RESIGNED: BILL CHAMBERS JR., 35, head basketball coach at the College of William and Mary since 1957, to go into private business. Chambers, who still holds the Indians' scoring record of 1,437 points in three years, completed his coaching career with a 113-110 record but produced winning teams in six of his nine years.

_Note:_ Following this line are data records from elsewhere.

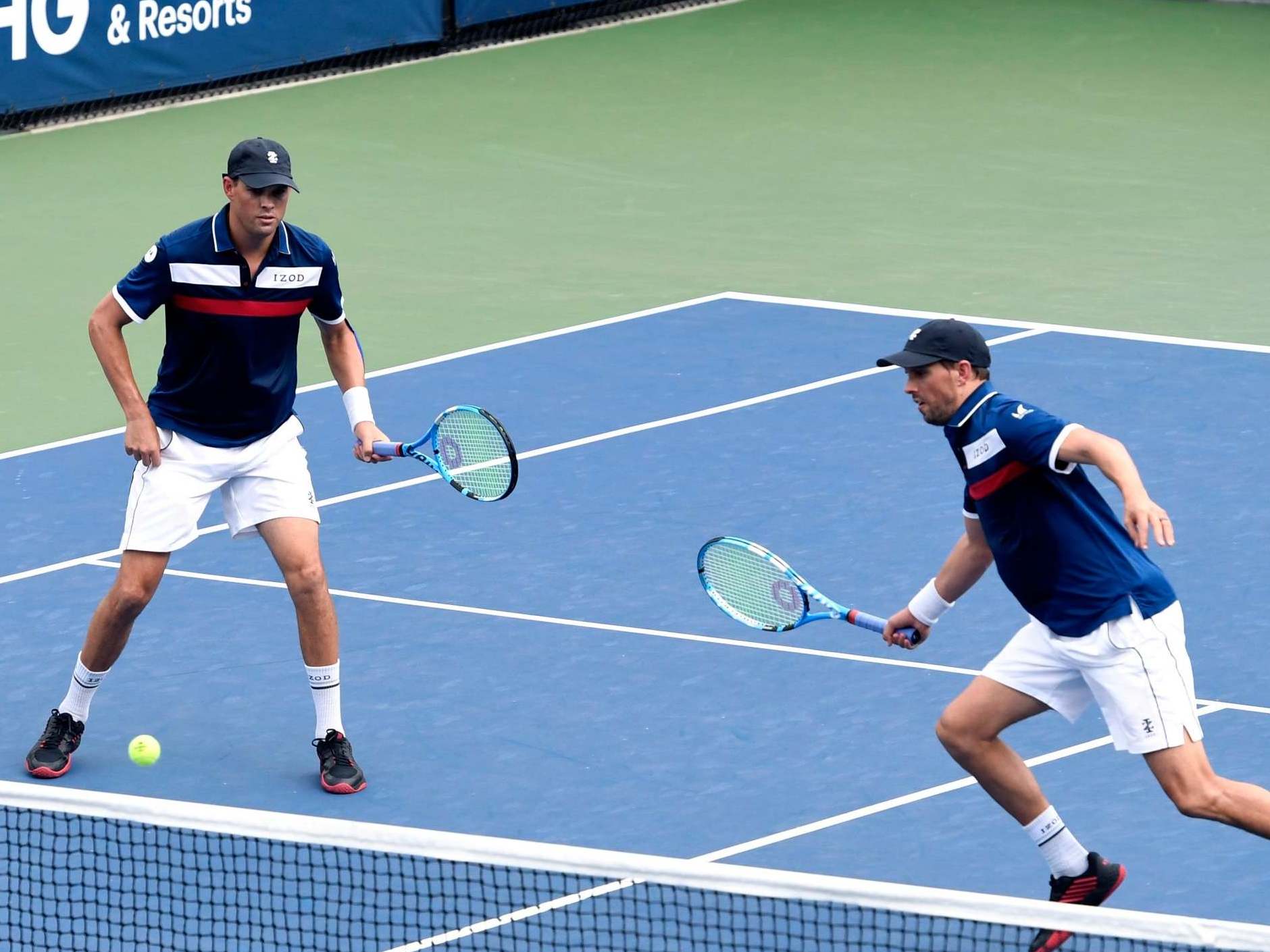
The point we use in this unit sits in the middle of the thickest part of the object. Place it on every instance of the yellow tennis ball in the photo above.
(144, 749)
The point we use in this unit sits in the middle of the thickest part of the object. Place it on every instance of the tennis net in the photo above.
(91, 871)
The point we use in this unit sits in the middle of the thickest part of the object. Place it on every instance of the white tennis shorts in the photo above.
(263, 480)
(1137, 669)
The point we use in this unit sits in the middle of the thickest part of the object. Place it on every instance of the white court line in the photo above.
(276, 86)
(620, 629)
(415, 365)
(544, 451)
(793, 833)
(1001, 323)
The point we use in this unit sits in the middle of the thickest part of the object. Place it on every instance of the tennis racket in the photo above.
(470, 451)
(759, 588)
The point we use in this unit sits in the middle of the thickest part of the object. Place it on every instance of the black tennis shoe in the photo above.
(1090, 889)
(51, 757)
(338, 771)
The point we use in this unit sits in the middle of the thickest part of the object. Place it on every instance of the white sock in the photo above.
(1062, 851)
(326, 687)
(79, 695)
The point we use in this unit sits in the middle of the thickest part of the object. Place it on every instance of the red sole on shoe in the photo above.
(1058, 938)
(47, 773)
(342, 787)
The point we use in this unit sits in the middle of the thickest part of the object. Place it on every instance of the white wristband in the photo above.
(928, 604)
(357, 405)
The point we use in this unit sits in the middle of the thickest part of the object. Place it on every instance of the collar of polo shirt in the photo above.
(974, 402)
(222, 243)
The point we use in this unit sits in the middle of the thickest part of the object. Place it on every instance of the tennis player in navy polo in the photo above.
(1104, 624)
(234, 287)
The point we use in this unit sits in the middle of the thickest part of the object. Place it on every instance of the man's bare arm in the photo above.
(105, 334)
(349, 369)
(965, 565)
(1141, 513)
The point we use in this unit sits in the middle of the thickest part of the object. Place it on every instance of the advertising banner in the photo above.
(472, 11)
(69, 51)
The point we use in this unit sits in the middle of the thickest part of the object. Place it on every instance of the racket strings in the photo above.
(752, 587)
(474, 452)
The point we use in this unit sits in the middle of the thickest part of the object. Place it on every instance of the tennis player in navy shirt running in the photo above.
(1104, 623)
(234, 287)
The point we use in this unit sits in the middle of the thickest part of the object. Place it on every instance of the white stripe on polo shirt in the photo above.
(288, 277)
(225, 275)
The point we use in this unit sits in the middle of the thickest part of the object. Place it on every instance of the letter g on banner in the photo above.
(14, 17)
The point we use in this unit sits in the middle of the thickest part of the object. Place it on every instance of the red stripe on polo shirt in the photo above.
(242, 309)
(1009, 473)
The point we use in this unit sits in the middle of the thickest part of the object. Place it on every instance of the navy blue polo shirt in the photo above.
(228, 375)
(1058, 546)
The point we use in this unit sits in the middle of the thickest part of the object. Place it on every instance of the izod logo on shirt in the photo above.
(984, 448)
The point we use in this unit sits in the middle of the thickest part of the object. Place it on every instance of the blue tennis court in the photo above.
(548, 668)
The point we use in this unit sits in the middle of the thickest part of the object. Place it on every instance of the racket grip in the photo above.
(874, 624)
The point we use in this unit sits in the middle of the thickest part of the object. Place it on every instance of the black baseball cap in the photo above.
(261, 163)
(942, 339)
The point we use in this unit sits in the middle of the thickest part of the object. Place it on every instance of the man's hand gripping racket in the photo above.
(759, 588)
(470, 451)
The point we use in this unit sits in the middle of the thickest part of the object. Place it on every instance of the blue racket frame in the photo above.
(438, 464)
(807, 593)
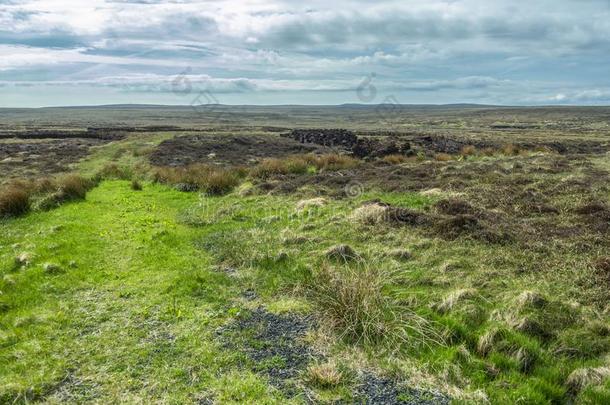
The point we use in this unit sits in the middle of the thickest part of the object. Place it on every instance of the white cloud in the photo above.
(530, 51)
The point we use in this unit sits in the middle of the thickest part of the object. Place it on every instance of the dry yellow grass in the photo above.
(369, 214)
(443, 157)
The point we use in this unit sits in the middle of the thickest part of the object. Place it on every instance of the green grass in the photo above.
(131, 311)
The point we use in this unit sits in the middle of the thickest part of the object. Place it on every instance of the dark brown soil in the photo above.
(228, 149)
(44, 157)
(358, 146)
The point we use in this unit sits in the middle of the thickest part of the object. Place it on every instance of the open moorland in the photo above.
(352, 254)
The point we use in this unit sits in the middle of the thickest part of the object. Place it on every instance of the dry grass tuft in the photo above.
(455, 206)
(490, 339)
(602, 266)
(324, 376)
(468, 150)
(351, 298)
(209, 179)
(395, 159)
(14, 202)
(370, 214)
(584, 377)
(312, 202)
(510, 149)
(136, 185)
(342, 253)
(531, 299)
(334, 161)
(453, 298)
(114, 171)
(73, 187)
(443, 157)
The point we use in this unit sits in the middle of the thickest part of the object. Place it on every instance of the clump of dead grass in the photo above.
(136, 185)
(211, 180)
(468, 150)
(443, 157)
(352, 299)
(369, 214)
(325, 375)
(453, 298)
(73, 187)
(14, 202)
(311, 203)
(584, 377)
(394, 159)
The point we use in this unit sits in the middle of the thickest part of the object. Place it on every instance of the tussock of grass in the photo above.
(443, 157)
(112, 171)
(21, 195)
(73, 187)
(394, 159)
(324, 376)
(531, 299)
(487, 342)
(352, 299)
(14, 202)
(301, 164)
(468, 150)
(136, 185)
(453, 298)
(312, 202)
(343, 253)
(209, 179)
(369, 214)
(584, 377)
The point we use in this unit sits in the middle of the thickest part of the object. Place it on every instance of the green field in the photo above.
(467, 278)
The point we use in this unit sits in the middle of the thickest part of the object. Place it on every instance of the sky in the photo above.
(504, 52)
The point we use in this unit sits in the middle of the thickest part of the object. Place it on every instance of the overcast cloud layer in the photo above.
(56, 52)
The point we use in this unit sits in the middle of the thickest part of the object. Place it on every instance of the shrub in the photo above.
(394, 159)
(442, 157)
(14, 202)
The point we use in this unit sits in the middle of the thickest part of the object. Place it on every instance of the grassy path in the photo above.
(126, 311)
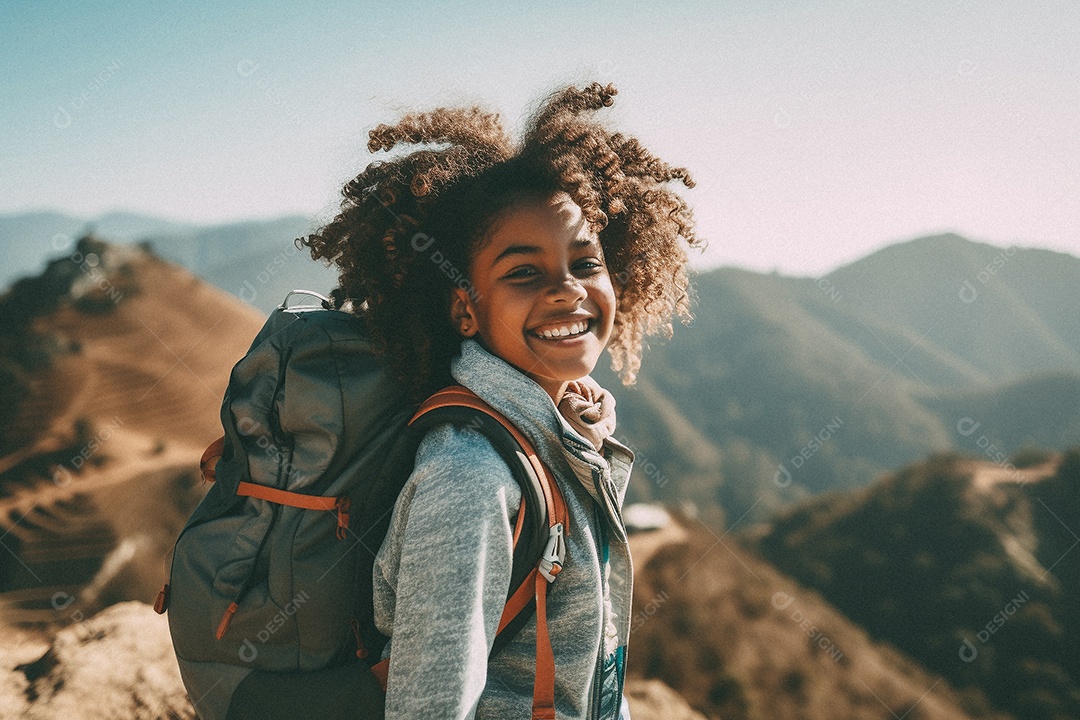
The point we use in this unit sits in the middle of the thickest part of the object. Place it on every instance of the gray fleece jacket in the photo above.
(443, 572)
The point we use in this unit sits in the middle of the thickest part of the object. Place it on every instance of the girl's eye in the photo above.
(522, 272)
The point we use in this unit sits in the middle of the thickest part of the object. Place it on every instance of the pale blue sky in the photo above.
(818, 131)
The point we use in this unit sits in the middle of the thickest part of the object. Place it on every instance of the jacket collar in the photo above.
(562, 448)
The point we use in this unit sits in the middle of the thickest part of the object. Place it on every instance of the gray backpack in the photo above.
(271, 576)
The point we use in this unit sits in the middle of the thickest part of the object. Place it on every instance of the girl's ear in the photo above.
(462, 313)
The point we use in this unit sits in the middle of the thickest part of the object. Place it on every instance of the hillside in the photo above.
(106, 421)
(741, 641)
(802, 385)
(253, 260)
(968, 566)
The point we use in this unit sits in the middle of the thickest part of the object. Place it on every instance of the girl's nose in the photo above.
(568, 288)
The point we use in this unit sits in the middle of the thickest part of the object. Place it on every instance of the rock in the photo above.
(652, 700)
(118, 664)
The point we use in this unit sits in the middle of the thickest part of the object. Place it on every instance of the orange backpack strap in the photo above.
(535, 586)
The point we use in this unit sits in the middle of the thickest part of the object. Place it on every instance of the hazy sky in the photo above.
(817, 131)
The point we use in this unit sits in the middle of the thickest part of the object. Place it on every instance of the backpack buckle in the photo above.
(554, 553)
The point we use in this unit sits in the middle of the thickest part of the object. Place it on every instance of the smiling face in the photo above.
(541, 297)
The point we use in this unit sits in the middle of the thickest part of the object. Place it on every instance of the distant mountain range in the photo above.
(969, 567)
(254, 260)
(111, 374)
(793, 385)
(783, 386)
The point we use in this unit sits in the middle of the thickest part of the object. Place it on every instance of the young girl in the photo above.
(509, 269)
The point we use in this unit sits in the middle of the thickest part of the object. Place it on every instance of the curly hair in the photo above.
(408, 226)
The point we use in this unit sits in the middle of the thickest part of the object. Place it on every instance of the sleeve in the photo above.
(455, 551)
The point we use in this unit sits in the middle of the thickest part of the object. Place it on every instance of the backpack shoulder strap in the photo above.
(542, 504)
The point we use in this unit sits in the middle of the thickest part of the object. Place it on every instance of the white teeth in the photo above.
(575, 328)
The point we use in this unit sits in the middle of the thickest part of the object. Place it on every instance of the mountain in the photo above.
(741, 641)
(111, 371)
(968, 566)
(113, 367)
(254, 260)
(783, 386)
(800, 385)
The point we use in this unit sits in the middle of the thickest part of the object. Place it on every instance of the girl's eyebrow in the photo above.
(532, 249)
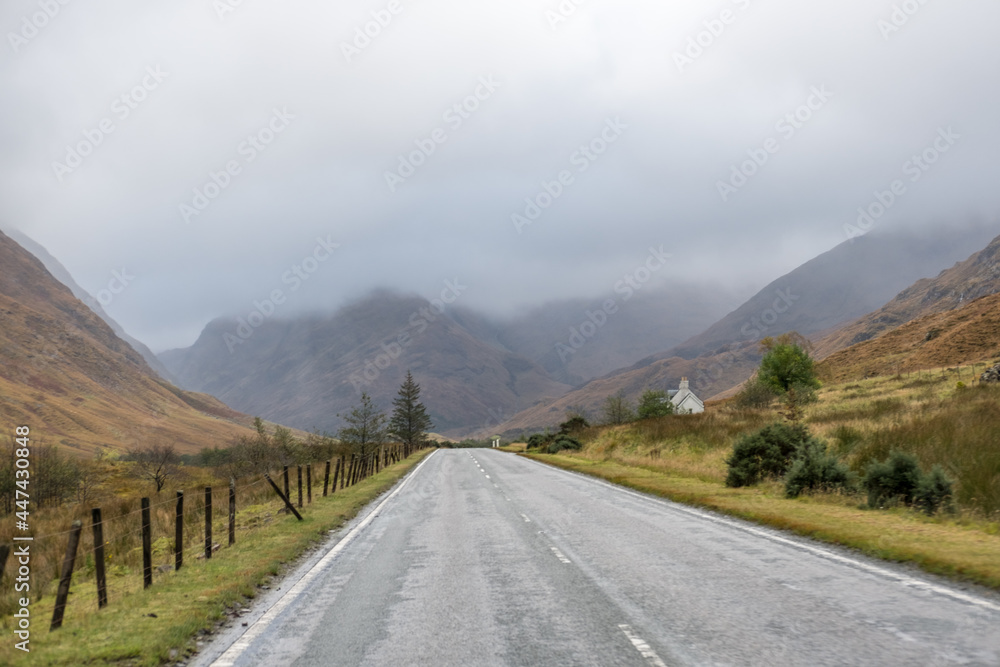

RETIRED: Cincinnati Center WAYNE EMBRY, 29, after eight seasons with the Royals, to become a regional representative for the PepsiCola Co. in Cincinnati. Embry, who came to the Royals in 1958 from Miami (Ohio) University, was selected five straight times (1961-1965) to play in the NBA's All-Star game.
DIED: NICHOLAS PIANTANIDA, 33, of Brick Town, N.J., a parachutist who had been in a coma since he attempted to set a world free-fall record on May 1; in Philadelphia. Piantanida was hospitalized after the oxygen supply in his suit was cut off at 57,000 feet over southern Minnesota.